The strategy, which succeeds the Livable Region Strategic Plan (LRSP) adopted in 1996, outlines how the Metro Vancouver area will be developed until 2040.
In advance of the council vote Thursday (March 4), several speakers urged council to delay their decision on the regional plan.
Randy Helten, founder of MetroVanWatch.ca, called the strategy the “most important document ever to be created by Metro Vancouver” and said he doesn’t believe the public has been fully made aware of the policy.
“The public input in the last year or so of the development of this policy has been very, very low,” he told council.

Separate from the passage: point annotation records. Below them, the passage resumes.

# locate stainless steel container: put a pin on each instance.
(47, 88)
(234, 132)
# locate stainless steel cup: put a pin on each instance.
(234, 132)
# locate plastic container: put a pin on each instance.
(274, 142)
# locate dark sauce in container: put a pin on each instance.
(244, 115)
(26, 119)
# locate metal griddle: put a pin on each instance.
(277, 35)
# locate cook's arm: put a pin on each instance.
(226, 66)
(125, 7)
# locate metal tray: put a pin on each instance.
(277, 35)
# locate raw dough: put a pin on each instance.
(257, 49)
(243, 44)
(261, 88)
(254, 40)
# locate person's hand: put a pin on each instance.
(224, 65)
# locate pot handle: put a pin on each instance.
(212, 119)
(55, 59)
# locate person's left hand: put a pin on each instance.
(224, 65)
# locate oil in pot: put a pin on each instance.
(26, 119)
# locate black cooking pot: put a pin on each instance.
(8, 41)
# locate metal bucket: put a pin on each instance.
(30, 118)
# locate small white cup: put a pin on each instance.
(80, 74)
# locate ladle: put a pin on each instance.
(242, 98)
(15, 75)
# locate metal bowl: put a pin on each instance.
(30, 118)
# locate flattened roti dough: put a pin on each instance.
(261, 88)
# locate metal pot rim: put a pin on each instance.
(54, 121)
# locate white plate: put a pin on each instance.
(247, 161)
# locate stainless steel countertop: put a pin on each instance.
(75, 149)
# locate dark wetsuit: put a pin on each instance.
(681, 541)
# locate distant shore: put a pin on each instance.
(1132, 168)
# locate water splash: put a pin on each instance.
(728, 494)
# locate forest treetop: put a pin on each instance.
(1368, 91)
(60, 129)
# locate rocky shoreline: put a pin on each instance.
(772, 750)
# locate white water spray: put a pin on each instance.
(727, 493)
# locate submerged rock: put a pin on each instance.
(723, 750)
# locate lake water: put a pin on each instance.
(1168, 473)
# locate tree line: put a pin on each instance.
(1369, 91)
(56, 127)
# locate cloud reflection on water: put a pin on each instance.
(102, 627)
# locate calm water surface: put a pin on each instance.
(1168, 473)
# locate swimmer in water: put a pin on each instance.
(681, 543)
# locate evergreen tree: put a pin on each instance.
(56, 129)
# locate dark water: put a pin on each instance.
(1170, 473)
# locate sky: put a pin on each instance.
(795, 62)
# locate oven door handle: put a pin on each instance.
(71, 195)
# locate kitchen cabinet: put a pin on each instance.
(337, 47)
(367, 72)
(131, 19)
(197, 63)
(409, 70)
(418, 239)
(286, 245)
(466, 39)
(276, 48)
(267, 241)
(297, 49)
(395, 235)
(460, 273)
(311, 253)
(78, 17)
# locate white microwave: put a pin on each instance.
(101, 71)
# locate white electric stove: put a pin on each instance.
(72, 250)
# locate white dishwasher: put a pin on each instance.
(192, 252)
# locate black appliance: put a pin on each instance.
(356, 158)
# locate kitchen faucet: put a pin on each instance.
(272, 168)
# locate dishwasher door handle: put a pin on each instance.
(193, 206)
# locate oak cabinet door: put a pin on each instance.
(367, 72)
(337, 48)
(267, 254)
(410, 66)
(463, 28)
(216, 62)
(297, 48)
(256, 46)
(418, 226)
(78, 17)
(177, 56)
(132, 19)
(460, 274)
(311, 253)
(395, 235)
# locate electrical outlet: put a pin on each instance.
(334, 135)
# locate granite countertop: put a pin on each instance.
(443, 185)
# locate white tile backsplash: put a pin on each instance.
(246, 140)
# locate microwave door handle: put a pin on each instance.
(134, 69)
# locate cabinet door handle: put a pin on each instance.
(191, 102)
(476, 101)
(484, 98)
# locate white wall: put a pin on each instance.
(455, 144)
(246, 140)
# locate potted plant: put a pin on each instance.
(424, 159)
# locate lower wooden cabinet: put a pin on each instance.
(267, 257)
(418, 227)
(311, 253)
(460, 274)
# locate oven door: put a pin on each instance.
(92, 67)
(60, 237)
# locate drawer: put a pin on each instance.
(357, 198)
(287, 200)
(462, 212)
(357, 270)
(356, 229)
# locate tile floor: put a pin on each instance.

City of Vancouver senior planner Randy Pecarski said in a presentation to councillors that five public hearings were held on the latest version of the strategy in four different locations around the region.
Vancouver consultant Elizabeth Murphy also urged council to seek an extension to the process and said there are “many concerns about process in general”.
“The RGS is a complex far-reaching document”¦council and the citizens should be fully informed about all aspects of the RGS in a transparent, independent analysis,” she said. “The public for the most part is simply unaware of what is proposed in the RGS.”
Murphy argued the growth strategy allows urban sprawl, that the urban containment boundary proposed in the new plan is not as effective in protecting land as the “green zone” featured in the LRSP, and that the requirements for conversion of land to other uses are lower than in the previous plan.
Mayor Gregor Robertson said while he wished the strategy was “better than it is”, he called it a much-improved plan over the LRSP.
“There have been compromises made undoubtedly to get a shot at consensus around the region here, but it’s taken many years and I think what we’ve got in front of us here is a reasonable plan to work from, and our success in terms of achieving the strategies”¦will depend on our vigilance on the Metro board,” Robertson told council.
The main goals of the growth strategy, according to the document, are to create a compact urban area, support a sustainable economy, protect the environment and respond to climate-change impacts, develop complete communities, and support sustainable-transportation choices.
The motion to accept the proposed strategy was opposed by councillors Suzanne Anton and David Cadman.
Anton said while there are “many good things” in the plan, she disagreed with Vancouver giving up some control over its industrial-land-use policy.
Cadman called the strategy flawed, and voiced concerns about how the strategy will change the “green zone” that was outlined in the LRSP.
“If you have a green zone, people understand that that’s to be preserved,” he said. “If you have a containment boundary, well you can always vary containment boundaries.”
“I think it’s a 30-year strategy, and we’ll look back 30 years from now and say why did we do it,” he added.
Each of the region’s 22 municipalities have until March 18 to vote on the proposed strategy. Surrey and Richmond councils have also endorsed the plan.